More interesting perhaps is the oldest international legally binding instrument in the area of data protection, Council of Europe Convention No. 108, modernised in 2018. Since the Convention and more specifically its principles of lawfulness, fairness, purpose limitation, and data minimisation apply to data processing in both the public and private sectors, it is unquestionable that such principles apply to state publications of new citizens’ personal information upon naturalisation (especially since the Convention rights also apply to non-citizens), meaning Contracting Parties need to carefully consider which information is published.
Best practices
In terms of recommendations that can be made based on the relevant privacy and data protection standards, from the outset the risk for a naturalised individual to suffer rights-restrictions as the result of the publication of personal data should be taken very seriously and assessed closely by public authorities – this is now not the case at the outset in any of the Member States publishing personal data of the new citizens. Consequently, in the cases when legislation mandates the publication of the fact of naturalisation, exceptions are advisable for those who can demonstrate that such publication considerably threatens the continued enjoyment of rights in the new and other states of nationality and/or could negatively affect business or family interests. In such an assessment, the type of data published should be considered – is it limited to name and perhaps date and place of birth? Or is further information such as home address or a national identification number included? Moreover, the possible consequences that could arise from the combination of such information with other information (including that held by other parties) should also be taken into account, in line with the 2017 recommendations of the UN Special Rapporteur on the right to privacy.

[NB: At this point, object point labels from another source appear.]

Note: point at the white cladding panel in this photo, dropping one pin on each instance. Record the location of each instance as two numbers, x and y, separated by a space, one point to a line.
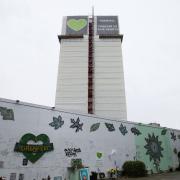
72 83
109 88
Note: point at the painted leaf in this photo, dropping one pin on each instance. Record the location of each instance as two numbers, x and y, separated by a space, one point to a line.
163 132
110 127
135 131
94 127
123 129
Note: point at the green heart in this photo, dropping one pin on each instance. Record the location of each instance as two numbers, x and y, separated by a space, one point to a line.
33 157
99 155
77 24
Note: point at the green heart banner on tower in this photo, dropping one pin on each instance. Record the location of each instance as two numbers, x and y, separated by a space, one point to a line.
76 25
33 152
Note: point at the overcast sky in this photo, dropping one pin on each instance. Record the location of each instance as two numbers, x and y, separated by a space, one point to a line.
29 52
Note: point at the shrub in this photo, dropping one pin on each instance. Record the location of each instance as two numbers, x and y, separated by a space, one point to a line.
134 169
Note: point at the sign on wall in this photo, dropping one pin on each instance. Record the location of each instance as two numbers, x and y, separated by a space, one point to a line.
33 151
107 25
76 25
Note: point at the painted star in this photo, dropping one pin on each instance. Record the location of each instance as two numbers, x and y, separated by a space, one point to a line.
57 122
76 124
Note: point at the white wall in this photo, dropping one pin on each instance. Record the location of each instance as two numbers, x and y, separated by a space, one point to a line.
36 120
109 87
72 83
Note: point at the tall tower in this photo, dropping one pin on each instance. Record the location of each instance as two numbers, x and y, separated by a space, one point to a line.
90 74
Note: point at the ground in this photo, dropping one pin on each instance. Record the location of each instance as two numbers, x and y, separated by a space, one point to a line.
165 176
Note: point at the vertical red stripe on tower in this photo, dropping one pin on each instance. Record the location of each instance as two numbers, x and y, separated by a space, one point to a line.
90 65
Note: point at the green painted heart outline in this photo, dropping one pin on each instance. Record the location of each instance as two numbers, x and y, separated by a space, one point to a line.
99 155
33 157
77 24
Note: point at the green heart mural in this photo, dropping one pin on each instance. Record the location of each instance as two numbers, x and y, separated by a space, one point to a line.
33 152
99 155
77 24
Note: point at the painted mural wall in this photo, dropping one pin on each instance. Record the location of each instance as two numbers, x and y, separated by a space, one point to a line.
37 141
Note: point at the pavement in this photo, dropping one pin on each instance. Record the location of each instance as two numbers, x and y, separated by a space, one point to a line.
164 176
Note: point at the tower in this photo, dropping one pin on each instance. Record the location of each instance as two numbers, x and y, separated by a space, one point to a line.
90 73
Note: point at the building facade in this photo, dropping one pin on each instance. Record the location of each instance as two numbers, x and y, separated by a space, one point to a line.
37 142
90 76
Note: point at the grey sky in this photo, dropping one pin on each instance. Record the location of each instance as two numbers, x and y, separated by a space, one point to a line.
29 52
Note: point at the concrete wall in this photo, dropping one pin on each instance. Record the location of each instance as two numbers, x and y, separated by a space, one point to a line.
126 141
72 82
109 90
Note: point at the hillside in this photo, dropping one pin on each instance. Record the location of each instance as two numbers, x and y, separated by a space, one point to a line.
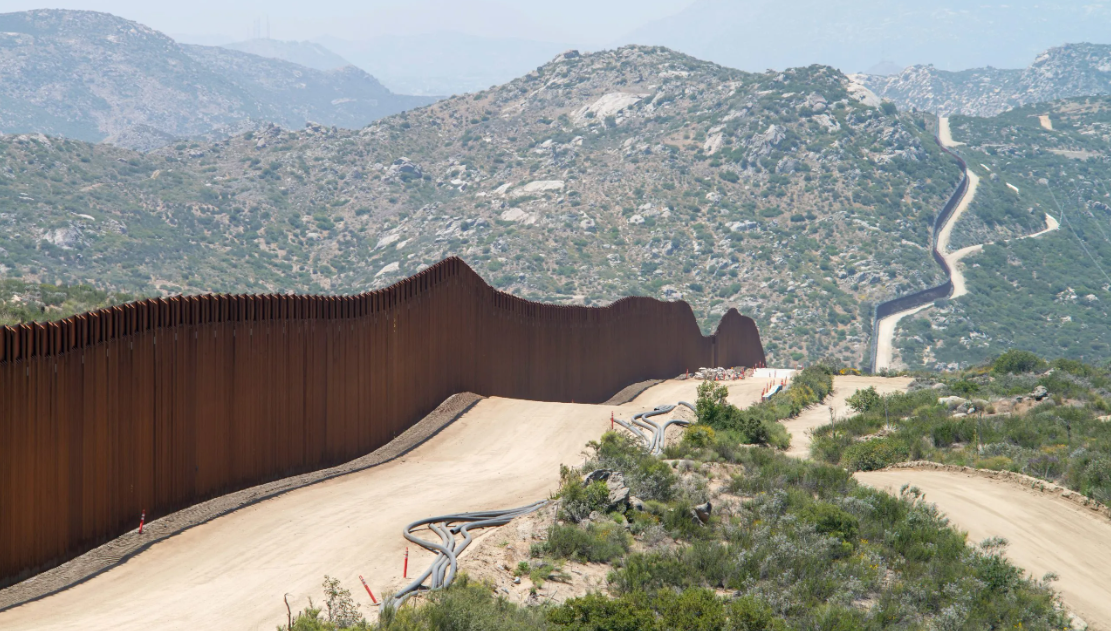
1048 294
856 34
1072 70
300 52
631 171
96 77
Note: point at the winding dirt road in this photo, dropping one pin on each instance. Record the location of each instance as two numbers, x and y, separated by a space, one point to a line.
818 416
1046 532
232 572
886 328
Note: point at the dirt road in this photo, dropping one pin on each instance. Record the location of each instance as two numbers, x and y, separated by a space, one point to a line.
231 572
944 134
1046 533
818 416
943 237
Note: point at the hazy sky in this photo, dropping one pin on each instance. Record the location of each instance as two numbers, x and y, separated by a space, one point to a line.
589 23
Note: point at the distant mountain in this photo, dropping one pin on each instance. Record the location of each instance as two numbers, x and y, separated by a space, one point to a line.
301 52
853 34
633 171
447 62
96 77
1072 70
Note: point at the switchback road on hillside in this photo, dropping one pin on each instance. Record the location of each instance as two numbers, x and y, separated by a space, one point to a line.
1046 533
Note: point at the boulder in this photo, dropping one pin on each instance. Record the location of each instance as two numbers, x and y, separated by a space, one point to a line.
952 402
597 476
701 512
619 493
614 481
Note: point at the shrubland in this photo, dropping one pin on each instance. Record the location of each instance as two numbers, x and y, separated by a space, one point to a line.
729 536
1063 438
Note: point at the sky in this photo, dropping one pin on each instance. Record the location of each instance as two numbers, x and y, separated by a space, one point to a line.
587 23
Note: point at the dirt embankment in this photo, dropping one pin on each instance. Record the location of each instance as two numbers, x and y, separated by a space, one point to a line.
232 571
1048 530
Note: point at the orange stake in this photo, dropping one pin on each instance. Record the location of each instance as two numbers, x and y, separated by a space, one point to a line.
374 600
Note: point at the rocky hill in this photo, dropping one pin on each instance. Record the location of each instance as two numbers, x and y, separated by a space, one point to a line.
631 171
1049 294
1072 70
301 52
96 77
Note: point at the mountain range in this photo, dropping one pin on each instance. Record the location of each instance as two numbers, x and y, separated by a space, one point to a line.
856 34
638 170
1061 72
96 77
797 197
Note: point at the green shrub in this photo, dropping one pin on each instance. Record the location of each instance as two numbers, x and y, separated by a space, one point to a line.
699 436
864 400
750 613
597 543
829 519
872 454
579 500
1016 361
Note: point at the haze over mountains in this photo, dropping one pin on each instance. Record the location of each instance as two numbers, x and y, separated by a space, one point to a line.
1072 70
96 77
796 196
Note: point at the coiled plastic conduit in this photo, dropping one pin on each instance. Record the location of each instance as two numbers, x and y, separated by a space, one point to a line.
654 442
443 568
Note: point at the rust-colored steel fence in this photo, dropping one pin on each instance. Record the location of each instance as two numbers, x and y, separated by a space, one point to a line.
163 403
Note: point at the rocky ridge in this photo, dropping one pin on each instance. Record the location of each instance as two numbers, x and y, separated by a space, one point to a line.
96 77
1072 70
636 171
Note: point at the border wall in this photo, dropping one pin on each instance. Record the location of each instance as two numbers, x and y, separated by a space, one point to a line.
929 294
162 403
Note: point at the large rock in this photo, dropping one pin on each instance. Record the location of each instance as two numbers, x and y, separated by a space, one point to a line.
701 512
953 402
614 481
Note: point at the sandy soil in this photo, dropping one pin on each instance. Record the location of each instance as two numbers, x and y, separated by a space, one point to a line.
818 416
944 134
1046 533
886 336
232 571
943 237
886 330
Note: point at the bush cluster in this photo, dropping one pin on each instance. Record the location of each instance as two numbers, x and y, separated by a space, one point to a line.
759 423
1061 440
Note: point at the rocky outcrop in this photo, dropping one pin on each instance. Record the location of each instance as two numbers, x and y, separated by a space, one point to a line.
1072 70
132 86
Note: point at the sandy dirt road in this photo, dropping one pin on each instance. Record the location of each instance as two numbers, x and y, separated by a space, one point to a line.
1046 533
818 416
231 572
944 133
944 236
886 328
886 336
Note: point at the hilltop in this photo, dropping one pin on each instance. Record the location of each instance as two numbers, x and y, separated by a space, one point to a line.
1071 70
96 77
1048 294
636 171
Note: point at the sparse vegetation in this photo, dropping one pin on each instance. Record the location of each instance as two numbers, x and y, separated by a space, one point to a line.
792 544
1064 438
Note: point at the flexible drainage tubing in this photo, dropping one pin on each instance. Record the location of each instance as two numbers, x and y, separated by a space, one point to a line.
446 564
654 443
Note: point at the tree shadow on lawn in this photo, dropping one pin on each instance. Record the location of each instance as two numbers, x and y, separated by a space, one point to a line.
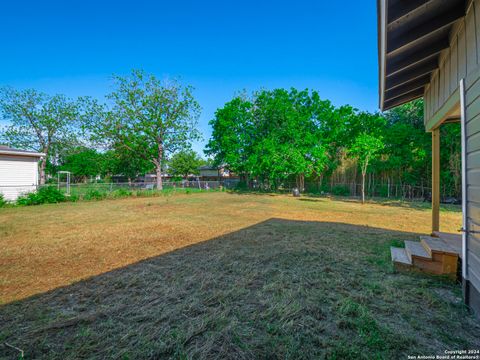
278 289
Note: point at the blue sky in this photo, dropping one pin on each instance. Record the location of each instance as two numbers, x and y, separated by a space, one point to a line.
219 47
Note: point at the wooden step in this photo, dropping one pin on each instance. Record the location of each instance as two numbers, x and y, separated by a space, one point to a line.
447 236
415 249
454 240
399 257
437 245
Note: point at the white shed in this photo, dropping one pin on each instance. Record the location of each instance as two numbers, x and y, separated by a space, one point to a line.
18 171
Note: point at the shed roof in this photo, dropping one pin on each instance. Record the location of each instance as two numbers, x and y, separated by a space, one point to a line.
6 150
411 35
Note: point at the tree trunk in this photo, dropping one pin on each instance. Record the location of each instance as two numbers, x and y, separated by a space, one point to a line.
158 169
43 165
158 166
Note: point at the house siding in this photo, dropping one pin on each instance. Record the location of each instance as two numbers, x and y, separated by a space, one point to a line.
460 60
472 112
18 175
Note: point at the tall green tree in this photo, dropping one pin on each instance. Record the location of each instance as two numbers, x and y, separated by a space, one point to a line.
149 118
83 163
365 148
232 135
39 122
185 163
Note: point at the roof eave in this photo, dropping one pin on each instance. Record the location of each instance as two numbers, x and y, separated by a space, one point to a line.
22 153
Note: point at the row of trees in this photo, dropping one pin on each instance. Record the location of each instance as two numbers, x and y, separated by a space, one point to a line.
271 136
144 122
284 135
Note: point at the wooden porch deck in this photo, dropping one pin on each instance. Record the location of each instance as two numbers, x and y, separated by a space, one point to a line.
453 240
437 254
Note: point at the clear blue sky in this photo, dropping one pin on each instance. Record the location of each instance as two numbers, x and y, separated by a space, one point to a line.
219 47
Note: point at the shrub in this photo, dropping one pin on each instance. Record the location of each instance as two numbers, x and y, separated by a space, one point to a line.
45 195
340 190
3 202
93 194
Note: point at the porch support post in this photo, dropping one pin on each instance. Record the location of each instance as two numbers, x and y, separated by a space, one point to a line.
436 179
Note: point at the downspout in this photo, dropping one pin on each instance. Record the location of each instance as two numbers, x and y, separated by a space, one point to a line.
464 229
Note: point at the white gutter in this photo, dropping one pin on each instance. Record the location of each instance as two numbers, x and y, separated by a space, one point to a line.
464 229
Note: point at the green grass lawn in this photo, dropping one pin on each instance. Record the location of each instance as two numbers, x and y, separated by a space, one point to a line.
220 275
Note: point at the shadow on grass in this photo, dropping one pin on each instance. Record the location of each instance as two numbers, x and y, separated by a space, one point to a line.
278 289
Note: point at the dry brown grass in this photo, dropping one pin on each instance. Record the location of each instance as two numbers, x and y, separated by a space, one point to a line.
226 276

Moreover, the appropriateness of maintaining the public availability of naturalisation details should also arguably be considered from a temporal perspective. The Google Spain decision on ‘the right to be forgotten’ could provide a gate-way to discuss the issue of personal data and time in the digital age in a more nuanced manner: whether to publish personal data or not is not the only question – fundamental issues also include how to publish and to what extent to make the publication available. Indeed, states should look at the categories, amount, accessibility, and relevance over time of the personal data they publish upon naturalisation, striking a balance between the public interest in receiving the information and individual rights.
Finally, the development of a common approach to such publications across Member States is desirable. While the current EU regulatory framework suggests each country enjoys absolute discretion to decide for itself, the increasing harmonisation of the privacy framework in Europe and across the world raises the expectations of individuals to be subject to at least comparable rights-safeguarding standards. At a minimum, any common standard or best practice guidance should contain guidelines for opt-outs when such disclosures could demonstrably lead to significant negative consequences for newly-naturalised citizens in either the new or other states of nationality.